The Réunion bulbul (Hypsipetes borbonicus) is a species of the bulbul family of passerine birds. It is endemic to Réunion.

==Taxonomy and systematics==
The Réunion bulbul was originally described in the genus Turdus. Formerly, some authorities also considered the Mauritius bulbul to be a subspecies of the Réunion bulbul. Alternate names for the Réunion bulbul include the Bourbon thrush, olivaceous bulbul, Réunion black bulbul and Réunion merle.

==Description==
The appearance of the Réunion bulbul is similar to that of the Mauritius bulbul but is slightly smaller with a length of 22 cm. It is ashy gray with a blackish crest and the iris is conspicuously white. The bill and feet have an orange hue.

==Behaviour and ecology==
===Breeding===
The female lays two eggs in a cup-shaped nest during the southern summer.

===Food and feeding===
The Réunion bulbul is primarily . In February and March, it moves from areas of higher elevation, where it inhabits humid secondary forests, to lower valleys to feed on ripe guavas.
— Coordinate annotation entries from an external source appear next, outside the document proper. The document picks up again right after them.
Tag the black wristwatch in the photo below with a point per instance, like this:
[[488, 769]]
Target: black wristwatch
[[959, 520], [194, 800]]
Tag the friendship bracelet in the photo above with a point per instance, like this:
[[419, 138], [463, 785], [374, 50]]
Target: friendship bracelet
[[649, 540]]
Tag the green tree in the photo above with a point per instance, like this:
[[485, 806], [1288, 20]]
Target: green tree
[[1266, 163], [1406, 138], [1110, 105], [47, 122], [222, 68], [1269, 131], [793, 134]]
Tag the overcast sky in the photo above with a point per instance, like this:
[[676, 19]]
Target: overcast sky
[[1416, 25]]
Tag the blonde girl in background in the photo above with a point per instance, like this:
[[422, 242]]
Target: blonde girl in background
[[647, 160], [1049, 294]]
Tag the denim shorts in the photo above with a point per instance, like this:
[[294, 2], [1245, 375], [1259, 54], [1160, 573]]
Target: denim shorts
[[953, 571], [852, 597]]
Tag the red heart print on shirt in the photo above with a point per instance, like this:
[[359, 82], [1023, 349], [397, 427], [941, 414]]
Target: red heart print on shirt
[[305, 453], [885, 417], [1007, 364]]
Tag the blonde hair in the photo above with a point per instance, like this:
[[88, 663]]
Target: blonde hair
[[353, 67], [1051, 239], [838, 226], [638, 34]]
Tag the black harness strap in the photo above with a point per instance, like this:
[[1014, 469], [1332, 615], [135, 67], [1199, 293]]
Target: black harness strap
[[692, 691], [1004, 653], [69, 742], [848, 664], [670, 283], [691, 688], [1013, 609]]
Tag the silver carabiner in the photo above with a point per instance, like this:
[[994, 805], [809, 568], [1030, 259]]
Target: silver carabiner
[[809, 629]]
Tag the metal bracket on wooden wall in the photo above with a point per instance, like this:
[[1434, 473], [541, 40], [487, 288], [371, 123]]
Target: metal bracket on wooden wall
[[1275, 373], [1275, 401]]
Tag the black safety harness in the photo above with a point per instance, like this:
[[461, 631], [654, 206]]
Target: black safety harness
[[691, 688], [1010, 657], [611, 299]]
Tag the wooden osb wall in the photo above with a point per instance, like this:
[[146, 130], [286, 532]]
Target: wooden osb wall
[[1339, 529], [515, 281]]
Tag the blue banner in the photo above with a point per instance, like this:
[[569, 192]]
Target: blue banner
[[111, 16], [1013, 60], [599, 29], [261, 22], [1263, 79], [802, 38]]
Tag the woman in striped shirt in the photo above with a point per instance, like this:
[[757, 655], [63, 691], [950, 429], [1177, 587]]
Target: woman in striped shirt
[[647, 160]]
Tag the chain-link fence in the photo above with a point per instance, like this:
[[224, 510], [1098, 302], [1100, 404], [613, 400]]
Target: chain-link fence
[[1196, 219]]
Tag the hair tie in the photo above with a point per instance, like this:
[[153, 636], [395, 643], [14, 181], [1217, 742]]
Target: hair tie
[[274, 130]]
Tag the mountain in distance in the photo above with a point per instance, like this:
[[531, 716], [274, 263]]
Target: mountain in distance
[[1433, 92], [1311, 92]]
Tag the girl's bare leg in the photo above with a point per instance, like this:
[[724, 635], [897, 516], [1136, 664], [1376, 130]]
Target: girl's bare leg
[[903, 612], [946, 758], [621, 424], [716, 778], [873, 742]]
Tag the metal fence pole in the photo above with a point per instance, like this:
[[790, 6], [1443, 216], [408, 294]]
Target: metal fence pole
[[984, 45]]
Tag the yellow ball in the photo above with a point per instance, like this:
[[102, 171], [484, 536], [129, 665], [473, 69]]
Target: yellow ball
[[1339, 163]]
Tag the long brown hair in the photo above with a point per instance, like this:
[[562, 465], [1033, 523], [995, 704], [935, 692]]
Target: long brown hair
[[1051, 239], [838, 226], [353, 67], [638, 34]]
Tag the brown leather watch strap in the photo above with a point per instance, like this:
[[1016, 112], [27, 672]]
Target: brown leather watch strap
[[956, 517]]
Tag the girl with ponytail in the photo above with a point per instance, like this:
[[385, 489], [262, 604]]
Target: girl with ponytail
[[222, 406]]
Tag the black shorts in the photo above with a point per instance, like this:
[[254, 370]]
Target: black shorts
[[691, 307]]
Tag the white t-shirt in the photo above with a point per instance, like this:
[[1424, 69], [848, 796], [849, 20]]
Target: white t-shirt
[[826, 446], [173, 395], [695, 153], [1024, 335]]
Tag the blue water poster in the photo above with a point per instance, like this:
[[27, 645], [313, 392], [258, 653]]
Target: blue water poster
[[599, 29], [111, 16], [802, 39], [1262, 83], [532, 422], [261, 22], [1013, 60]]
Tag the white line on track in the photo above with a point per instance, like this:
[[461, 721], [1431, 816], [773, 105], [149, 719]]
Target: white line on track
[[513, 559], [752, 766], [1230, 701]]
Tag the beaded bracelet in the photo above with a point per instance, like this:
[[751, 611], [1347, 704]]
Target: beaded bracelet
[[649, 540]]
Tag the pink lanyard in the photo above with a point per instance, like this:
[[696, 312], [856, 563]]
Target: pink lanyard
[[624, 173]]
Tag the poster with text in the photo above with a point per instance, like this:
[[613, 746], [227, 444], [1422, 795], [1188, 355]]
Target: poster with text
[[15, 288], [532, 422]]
Nectar, insects and small lizards enrich its range of food.

===Threats===
Assessed as a species Near Threatened by the IUCN, the Réunion bulbul is no longer common, mainly due to poaching and competition from the introduced red-whiskered bulbul. In the earlier days of the settlement of Réunion it was hunted for food on a large scale, and was considered as tasty as the ortolan bunting (Emberiza hortulana). As late as the 1970s it was hunted excessively. It is also kept as a pet.